Last time I talked about keeping important papers.  The one you want to keep forever.  Now on to the ones you don’t need to keep or only need to keep for a short period of time.  With technology being so much a part of our everyday life, the more we can embrace it, the easier we can make organizing our home and offices. If you can scan any paperwork and file it on your computer do that.  Just make sure you are backing up the computer.  If your bank offers to send your statements online, do that and then save them as PDF’s to a folder.  It’s important you organize your computer files correctly also.  Don’t just file everything in “My Documents”.  Make folders for each category. Most bills can be paid online and statements can be accessed online, so you don’t need to keep the statement unless there is a dispute with the bill.  Then keep the paperwork until the dispute is resolved. Credit card bills should be kept if you have items on there that you are deducting on your taxes.  The bill should be filed with your tax information as backup in case you are audited.  You also want to keep credit card bills for items that are under warranty.  Staple a copy of the bill and receipt to the warranty and file all the papers together in a “warranties” file.   Once the warranty has expired you can toss the whole packet. Keep your current year pay-stubs.

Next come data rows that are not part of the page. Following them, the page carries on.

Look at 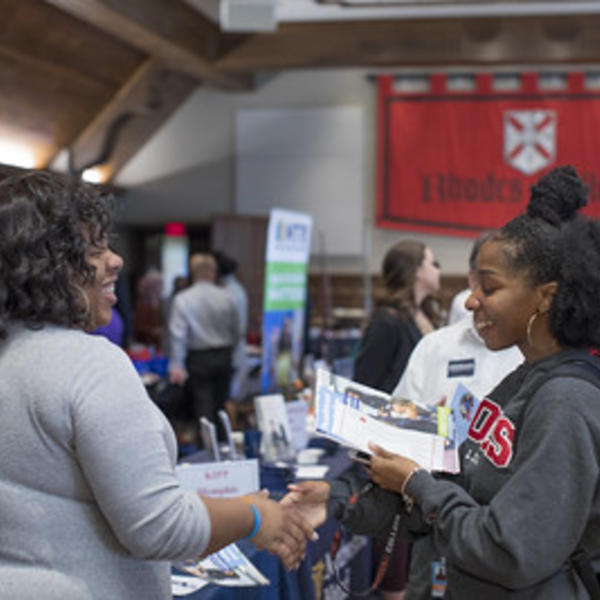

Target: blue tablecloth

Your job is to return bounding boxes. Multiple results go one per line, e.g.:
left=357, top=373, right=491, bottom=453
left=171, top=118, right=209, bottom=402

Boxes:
left=173, top=440, right=371, bottom=600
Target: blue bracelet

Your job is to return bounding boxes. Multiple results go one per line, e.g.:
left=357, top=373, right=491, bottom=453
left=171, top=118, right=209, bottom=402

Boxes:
left=246, top=504, right=261, bottom=540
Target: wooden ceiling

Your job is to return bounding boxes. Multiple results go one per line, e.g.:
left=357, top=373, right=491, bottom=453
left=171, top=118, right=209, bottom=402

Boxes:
left=0, top=0, right=600, bottom=181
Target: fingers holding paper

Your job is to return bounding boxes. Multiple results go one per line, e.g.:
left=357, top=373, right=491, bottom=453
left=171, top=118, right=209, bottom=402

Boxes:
left=369, top=442, right=419, bottom=493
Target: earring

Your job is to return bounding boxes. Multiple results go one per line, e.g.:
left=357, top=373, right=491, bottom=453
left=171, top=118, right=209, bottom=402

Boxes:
left=527, top=310, right=540, bottom=348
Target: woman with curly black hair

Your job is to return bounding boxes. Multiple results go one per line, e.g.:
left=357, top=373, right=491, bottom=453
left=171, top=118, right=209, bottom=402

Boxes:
left=0, top=172, right=312, bottom=600
left=290, top=167, right=600, bottom=600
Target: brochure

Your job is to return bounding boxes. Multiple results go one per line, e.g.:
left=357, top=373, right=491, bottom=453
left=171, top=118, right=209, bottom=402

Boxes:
left=172, top=544, right=269, bottom=595
left=315, top=369, right=450, bottom=472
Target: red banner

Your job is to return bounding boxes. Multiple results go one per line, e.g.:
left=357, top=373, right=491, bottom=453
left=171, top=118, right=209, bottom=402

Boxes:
left=377, top=73, right=600, bottom=237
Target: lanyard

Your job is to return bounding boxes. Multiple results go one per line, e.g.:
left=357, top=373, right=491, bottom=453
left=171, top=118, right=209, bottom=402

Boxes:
left=329, top=481, right=400, bottom=596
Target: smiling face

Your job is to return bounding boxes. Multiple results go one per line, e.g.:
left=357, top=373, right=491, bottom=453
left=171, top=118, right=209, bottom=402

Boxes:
left=465, top=241, right=543, bottom=359
left=83, top=234, right=123, bottom=329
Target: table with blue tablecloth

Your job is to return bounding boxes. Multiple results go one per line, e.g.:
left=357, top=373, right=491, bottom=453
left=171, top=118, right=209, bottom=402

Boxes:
left=176, top=439, right=371, bottom=600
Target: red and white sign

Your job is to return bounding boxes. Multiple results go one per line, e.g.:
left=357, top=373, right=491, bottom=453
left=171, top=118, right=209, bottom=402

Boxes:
left=377, top=73, right=600, bottom=237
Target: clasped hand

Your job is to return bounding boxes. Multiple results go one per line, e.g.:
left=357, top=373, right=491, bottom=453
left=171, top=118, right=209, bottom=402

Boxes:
left=247, top=493, right=318, bottom=569
left=268, top=442, right=419, bottom=568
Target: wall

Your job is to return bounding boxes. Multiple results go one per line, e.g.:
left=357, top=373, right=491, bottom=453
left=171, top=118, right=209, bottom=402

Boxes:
left=116, top=69, right=471, bottom=274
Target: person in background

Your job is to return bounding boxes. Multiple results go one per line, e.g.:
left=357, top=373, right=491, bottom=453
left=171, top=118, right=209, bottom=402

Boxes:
left=169, top=253, right=241, bottom=437
left=353, top=240, right=440, bottom=600
left=0, top=171, right=312, bottom=600
left=133, top=268, right=163, bottom=351
left=392, top=232, right=523, bottom=600
left=287, top=166, right=600, bottom=600
left=448, top=233, right=488, bottom=325
left=214, top=252, right=248, bottom=401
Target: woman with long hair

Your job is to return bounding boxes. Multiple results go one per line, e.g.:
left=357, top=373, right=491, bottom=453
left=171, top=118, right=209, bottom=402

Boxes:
left=354, top=240, right=440, bottom=600
left=0, top=172, right=311, bottom=600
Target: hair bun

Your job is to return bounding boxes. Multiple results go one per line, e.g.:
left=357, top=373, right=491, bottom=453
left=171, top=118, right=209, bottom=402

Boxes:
left=527, top=165, right=589, bottom=225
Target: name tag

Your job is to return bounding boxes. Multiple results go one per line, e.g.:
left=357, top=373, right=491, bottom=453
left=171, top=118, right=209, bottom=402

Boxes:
left=446, top=358, right=475, bottom=379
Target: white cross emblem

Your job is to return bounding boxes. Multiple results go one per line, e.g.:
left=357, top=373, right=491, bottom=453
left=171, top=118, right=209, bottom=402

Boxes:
left=504, top=110, right=556, bottom=175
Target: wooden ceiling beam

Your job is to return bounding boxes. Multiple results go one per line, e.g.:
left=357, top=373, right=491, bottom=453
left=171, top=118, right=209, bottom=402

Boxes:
left=45, top=0, right=253, bottom=91
left=53, top=59, right=198, bottom=181
left=215, top=15, right=600, bottom=73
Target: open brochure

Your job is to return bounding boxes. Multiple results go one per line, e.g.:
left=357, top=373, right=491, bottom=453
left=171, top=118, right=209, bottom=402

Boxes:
left=172, top=544, right=269, bottom=596
left=315, top=369, right=477, bottom=473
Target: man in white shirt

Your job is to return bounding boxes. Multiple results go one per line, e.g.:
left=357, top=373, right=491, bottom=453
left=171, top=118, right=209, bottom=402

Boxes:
left=169, top=254, right=241, bottom=436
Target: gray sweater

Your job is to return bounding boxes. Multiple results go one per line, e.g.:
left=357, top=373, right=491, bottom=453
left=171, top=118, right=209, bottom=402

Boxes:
left=0, top=326, right=210, bottom=600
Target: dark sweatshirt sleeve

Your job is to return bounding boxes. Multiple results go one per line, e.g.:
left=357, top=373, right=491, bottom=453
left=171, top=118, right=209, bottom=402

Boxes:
left=407, top=378, right=600, bottom=589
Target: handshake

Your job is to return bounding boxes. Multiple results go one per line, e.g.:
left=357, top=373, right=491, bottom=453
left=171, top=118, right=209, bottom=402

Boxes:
left=232, top=443, right=421, bottom=569
left=247, top=481, right=330, bottom=569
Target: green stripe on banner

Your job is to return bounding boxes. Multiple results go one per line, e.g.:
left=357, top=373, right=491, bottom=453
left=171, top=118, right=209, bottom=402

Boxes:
left=264, top=262, right=306, bottom=310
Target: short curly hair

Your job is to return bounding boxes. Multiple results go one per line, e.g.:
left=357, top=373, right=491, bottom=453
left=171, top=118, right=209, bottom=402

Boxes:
left=493, top=166, right=600, bottom=348
left=0, top=171, right=114, bottom=339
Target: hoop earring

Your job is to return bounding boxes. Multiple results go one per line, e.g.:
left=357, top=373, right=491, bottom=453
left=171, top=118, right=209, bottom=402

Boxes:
left=527, top=310, right=540, bottom=348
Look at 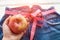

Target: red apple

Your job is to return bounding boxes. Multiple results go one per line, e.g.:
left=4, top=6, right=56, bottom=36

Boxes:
left=8, top=15, right=28, bottom=34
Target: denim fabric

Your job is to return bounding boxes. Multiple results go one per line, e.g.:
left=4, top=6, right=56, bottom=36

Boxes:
left=22, top=12, right=60, bottom=40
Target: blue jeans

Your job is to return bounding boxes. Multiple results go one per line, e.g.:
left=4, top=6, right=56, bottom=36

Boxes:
left=0, top=13, right=60, bottom=40
left=22, top=13, right=60, bottom=40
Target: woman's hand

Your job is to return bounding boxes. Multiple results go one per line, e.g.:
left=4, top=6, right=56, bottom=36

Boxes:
left=2, top=16, right=26, bottom=40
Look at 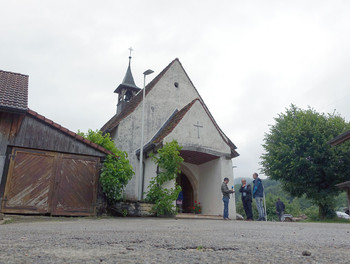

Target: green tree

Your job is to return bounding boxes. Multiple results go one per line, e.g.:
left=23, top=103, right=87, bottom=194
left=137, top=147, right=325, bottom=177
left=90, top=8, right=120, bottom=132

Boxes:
left=146, top=140, right=183, bottom=216
left=261, top=105, right=350, bottom=218
left=78, top=129, right=134, bottom=201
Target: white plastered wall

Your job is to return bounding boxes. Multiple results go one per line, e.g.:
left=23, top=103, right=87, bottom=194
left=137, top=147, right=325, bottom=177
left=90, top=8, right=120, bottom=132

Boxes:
left=111, top=61, right=199, bottom=200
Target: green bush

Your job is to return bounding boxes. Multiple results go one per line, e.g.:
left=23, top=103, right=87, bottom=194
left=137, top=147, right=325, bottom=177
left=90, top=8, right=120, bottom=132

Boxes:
left=146, top=140, right=183, bottom=216
left=78, top=129, right=134, bottom=201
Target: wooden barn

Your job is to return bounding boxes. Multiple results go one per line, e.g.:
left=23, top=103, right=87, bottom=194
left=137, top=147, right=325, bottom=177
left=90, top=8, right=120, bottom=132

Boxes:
left=0, top=70, right=110, bottom=216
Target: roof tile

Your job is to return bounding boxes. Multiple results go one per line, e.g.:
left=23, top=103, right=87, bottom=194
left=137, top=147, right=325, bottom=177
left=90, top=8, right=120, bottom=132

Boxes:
left=0, top=70, right=29, bottom=112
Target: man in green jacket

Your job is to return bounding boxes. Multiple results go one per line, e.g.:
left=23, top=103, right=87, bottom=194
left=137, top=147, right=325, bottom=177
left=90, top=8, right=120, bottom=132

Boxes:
left=221, top=178, right=235, bottom=220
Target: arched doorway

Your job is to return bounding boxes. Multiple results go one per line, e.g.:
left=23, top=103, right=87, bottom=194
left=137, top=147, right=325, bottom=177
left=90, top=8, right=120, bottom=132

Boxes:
left=176, top=173, right=194, bottom=213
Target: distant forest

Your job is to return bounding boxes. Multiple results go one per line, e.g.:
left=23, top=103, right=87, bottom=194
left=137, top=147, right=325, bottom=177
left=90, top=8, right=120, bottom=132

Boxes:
left=234, top=178, right=348, bottom=221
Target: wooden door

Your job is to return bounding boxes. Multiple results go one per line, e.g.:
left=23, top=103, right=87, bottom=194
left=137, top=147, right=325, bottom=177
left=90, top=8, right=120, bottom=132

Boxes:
left=52, top=155, right=99, bottom=215
left=2, top=148, right=100, bottom=216
left=2, top=148, right=55, bottom=214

Once you receive your W-2 form and check that it’s correct, shred the stubs.  Same for insurance documents, keep the current year’s policies, shred them when you receive the new one. You don’t need to keep any receipts unless you are using them for tax deduction back up or if you think you may return a purchase.  If you are going to return something, tape the receipt to the item and put it in your car, the next time you are near where you bought it, you’ll have it with you. Shred any documents that have account numbers or social security numbers.  No matter what you keep, it’s always important how you keep it.  Have some sort of system in place that works for you so that when you are looking for something, you’ll know where to look for it.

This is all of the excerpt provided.